I lost one of my best buddies ever last summer. She was soft and furry and had four legs and a white-tipped tail that was undeniably crooked. The tips of her ears bounced as she pranced a few steps ahead of me on the trail. She was a beautiful blonde with dark, seal-like eyes and a penchant for ripping any carpet she could get her paws on. In her younger days she refused to get out of the car for hours on end. In her older days she barked for treats every time someone entered her (oh, I mean our) home. She was my first true animal friend and I adored her. It might even be fair to say that we were neurotically attached. She taught me about the miracle of inter-species relationships. She taught me to love walking in nature, particularly in the snow, and to dread the sound of lightening. She gave me the priceless gift of presence. Past and future melted away as I watched her wade in the water or hike up a mountain. Most importantly, she brought more love to our family than you can imagine.

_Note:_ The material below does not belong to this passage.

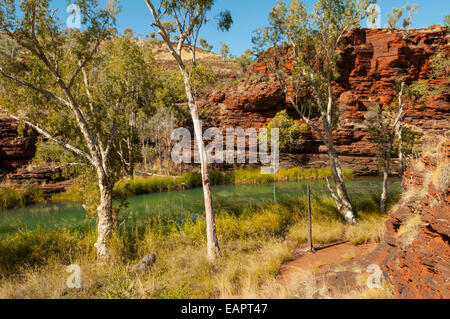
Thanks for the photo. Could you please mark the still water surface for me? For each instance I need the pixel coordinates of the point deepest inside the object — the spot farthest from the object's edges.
(179, 203)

My daughters named her Boo. However, once we caught wind of her true temperament, we dubbed her Princess Tookiboo. She fit right into our family, holding her own with the two little princesses who named her. Each one with a nickname, we called them Buda, B and Boo. All three of them ruled the roost. Not that I’m proud of that. I fall apart in the face of little ones, furry or otherwise. I just want to hug them, pet them, and give them treats. I failed miserably in the structure/direction/communication department. Consequently, as they grew older I was faced with three attached, cautious, funny, smart (okay, maybe smart is a stretch for Boo), beautiful broads who didn’t dig doing anything they didn’t feel like digging. I mean doing.
Boo stayed very close to me throughout her life. She worked with me, walked with me, sat with me, ate with me, and slept with me. I loved every, well maybe almost every, minute of that time. She was devoted and unconditionally loving, albeit not perfectly trained. I guess that I can say the same about my two grown, human princesses. Yes, yes, and their mother too. We were a perfect fit.
Boo earned those red wings. She was a healer. We collaborated during work hours as she sat on the couch and provided comfort to those who landed next to her. More profoundly, she entered our three person family after a rough period of time and (yes, with my husband’s help) turned our house into a home. We grew to feel safe and loved with Boo around. She helped us recover the stability we so longed for. She was our anchor, our salve, our hero.
I will be forever grateful for the time we had together and I know that I can speak for my family and all those she touched in saying, we will miss you forever dear Boo.